A function to model species distributions using scikit-learn decision tree classifiers supporting the methods feature_importances_ and predict_proba. Use with: DecisionTreeClassifier, GradientBoostingClassifier, RandomForestClassifier, ExtraTreesClassifier or AdaBoostClassifier.

Parameters
  • params – A python dictionary containing the simulation parameters.

  • presence_absence_data – np.recarray containing presence-absence training data.

  • estimator – An sklearn decision tree classifier with methods: feature_importances_ and predict_proba. If None, uses sklearn.tree.DecisionTreeClassifier by default.

  • validation – ‘bootstrap’ or ‘split-sample’ resampling methods for cross-validation are currently supported.

  • test_fraction – Float defining the proportion of presence-absence data to set aside for validation. Only used in split-sample validation. Default = 0.15 (i.e. 15%).

  • replicates – Number of model iterations to perform (default=10).

  • gdalformat – Format of output images. Valid options “GTiff” or “KEA”.

  • clf_labels – Name of column in presence_absence_data delineating the binary class labels (presence=1, absence=0).

  • Overwrite – Boolean option to overwrite the output directory if it already exists.

  • plot_out_format – Output format for plots (options: png or pdf; default png)

  • plot_out_dpi – resolution of plot output images. Default 300.

rsgislib.sdm.apply_meta_estimator(params, presence_absence_data, estimator=None, validation='split-sample', test_fraction=0.15, replicates=10, max_depth=3, gdalformat='GTiff', clf_labels='Presence-Absence', Overwrite=True, plot_out_format='png', plot_out_dpi=300)

A function to model species distributions using scikit-learn classifiers supporting the method predict_proba. Works with: LogisticRegression (aka maxent) and MLPClassifier (perhaps others?). Is very slow with SVC.

To avoid encoding each categorical variable, this function uses gradient boosted decision trees to perform a feature transform. The leaves within the fitted decision tree are then encoded into sparse binary values and a meta-estimator (e.g. logistic regression / maxent) is then fitted onto the transformed features/variables. This often leads to better results than can be achieved by fitting the meta-estimator directly. This method is related to manifold learning & stacked regression (where a model is trained from the predictions of previous estimators).

References: https://scikit-learn.org/stable/auto_examples/ensemble/plot_feature_transformation.html https://www.quora.com/Why-do-people-use-gradient-boosted-decision-trees-to-do-feature-transform Breiman, L. (1996). Stacked regressions. Machine learning, 24(1), 49-64.

Parameters
  • params – A python dictionary containing the simulation parameters.

  • presence_absence_data – np.recarray containing presence-absence training data.

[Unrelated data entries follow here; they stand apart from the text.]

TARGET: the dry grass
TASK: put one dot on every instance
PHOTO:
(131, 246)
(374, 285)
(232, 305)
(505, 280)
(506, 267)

  • estimator – An sklearn classifier supporting a predict_proba method. If None, uses sklearn.linear_model.LogisticRegression (Maxent) by default.

  • validation – ‘bootstrap’ or ‘split-sample’ resampling methods for cross-validation are currently supported.

  • test_fraction – Float defining the proportion of presence-absence data to set aside for validation. Only used in split-sample validation. Default = 0.15 (i.e. 15%).

  • replicates – Number of model iterations to perform (default=10).

  • max_depth – Maximum number of nodes in the decision tree used to transform the presence absence data. When max_depth is high, a very detailed transform is undertaken. Conversely, setting max_depth to a low value (e.g. 3) limits overfitting.

  • gdalformat – Format of output images. Valid options “GTiff” or “KEA”.

  • clf_labels – Name of column in presence_absence_data delineating the binary class labels (presence=1, absence=0).

  • Overwrite – Boolean option to overwrite the output directory if it already exists.

  • plot_out_format – Output format for plots (options: png or pdf; default png)

  • plot_out_dpi – resolution of plot output images. Default 300.

Utilities

rsgislib.sdm.read_raster_information(InputImage)
A function to read a GDAL image to determine:
  • geot = Image geotransform.

  • srs = Coordinate system.

  • xsize, ysize = Image dimensions along the x & y axes.

  • noDataVal = NoDataValue for invalid pixels.

Parameters

InputImage – path to the input raster.